America is increasingly a nation haunted by fears of looming dictatorship. Whether under President Barack Obama’s “pen and phone” rule by decree, or its counterpoint, the madcap Twitter rule of our current chief executive, one part of the country, and society, always feels mortally threatened by whoever occupies the Oval Office.

Given this worsening divide, perhaps the only reasonable solution is to move away from elected kings and toward early concepts of the republic, granting far more leeway to states, local areas and families to rule themselves. Democrats, as liberal thinker Ross Baker suggests, may “own” the D.C. “swamp,” but they are beginning to change their tune in the age of Trump. Even dutiful cheerleaders for Barack Obama’s imperial presidency, such as the New Yorker, are now embracing states’ rights.
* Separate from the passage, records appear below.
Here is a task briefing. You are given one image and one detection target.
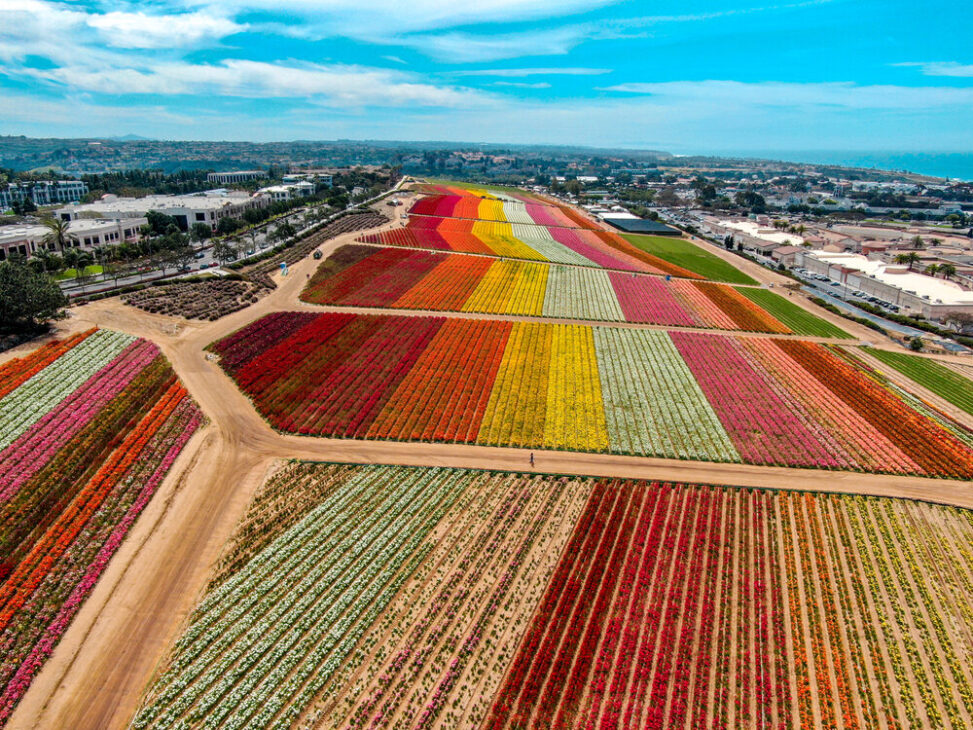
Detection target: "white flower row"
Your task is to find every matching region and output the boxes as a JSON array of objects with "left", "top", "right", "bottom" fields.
[
  {"left": 134, "top": 467, "right": 468, "bottom": 728},
  {"left": 543, "top": 267, "right": 626, "bottom": 322},
  {"left": 0, "top": 330, "right": 134, "bottom": 451},
  {"left": 594, "top": 327, "right": 740, "bottom": 462},
  {"left": 510, "top": 223, "right": 594, "bottom": 267}
]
As in the antebellum period, American politics sadly reflects two increasingly antagonistic nations. One can be described as a primarily urban, elite-driven, ethnically diverse country that embraces a sense of inevitable triumphalism. The other America, rooted more in the past, thrives in the smaller towns and cities, as well as large swaths of suburbia. Sometimes whiter, the suburbs are both more egalitarian and less reflexively socially liberal.
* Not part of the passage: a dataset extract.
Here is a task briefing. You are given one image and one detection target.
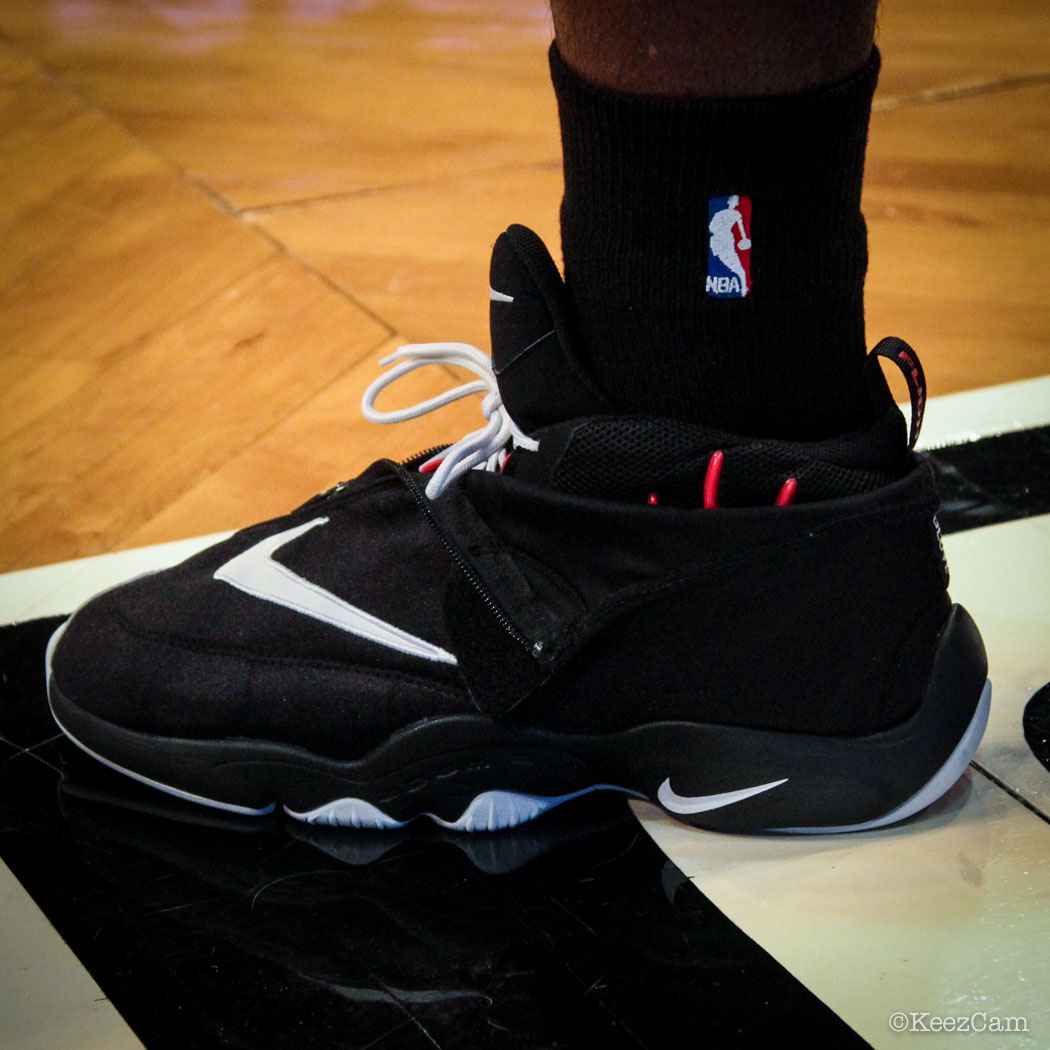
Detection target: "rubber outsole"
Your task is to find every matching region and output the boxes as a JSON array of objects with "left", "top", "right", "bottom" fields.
[{"left": 45, "top": 605, "right": 990, "bottom": 834}]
This division worsened in the Obama era, whose city-centric approach all but ignored the interests of the resource-producing regions of the country, as well as the South. In contrast, under Presidents Bill Clinton and Jimmy Carter, Democrats were joyously competitive in these areas, assuring that the party was truly diverse, rather than simply the lap dog of the littoral constituencies.

With the GOP now in control of Washington, the coastal areas are becoming, to paraphrase President Obama, the new clingers, whether on the environment, racial redress or gender-related issues. Now they fear, with good reason, that the very administrative state they so eagerly embraced could come back to undermine their agenda even at the local level.

The problem is, I don’t think the blue states have “learned their lesson” about big government. They’re still all for it, and will happily wield it against the Deplorable Classes whenever they manage to get back in control. Unless you can do something about that, I don’t think you can successfully sell limited government. Maybe a constitutional convention could do something.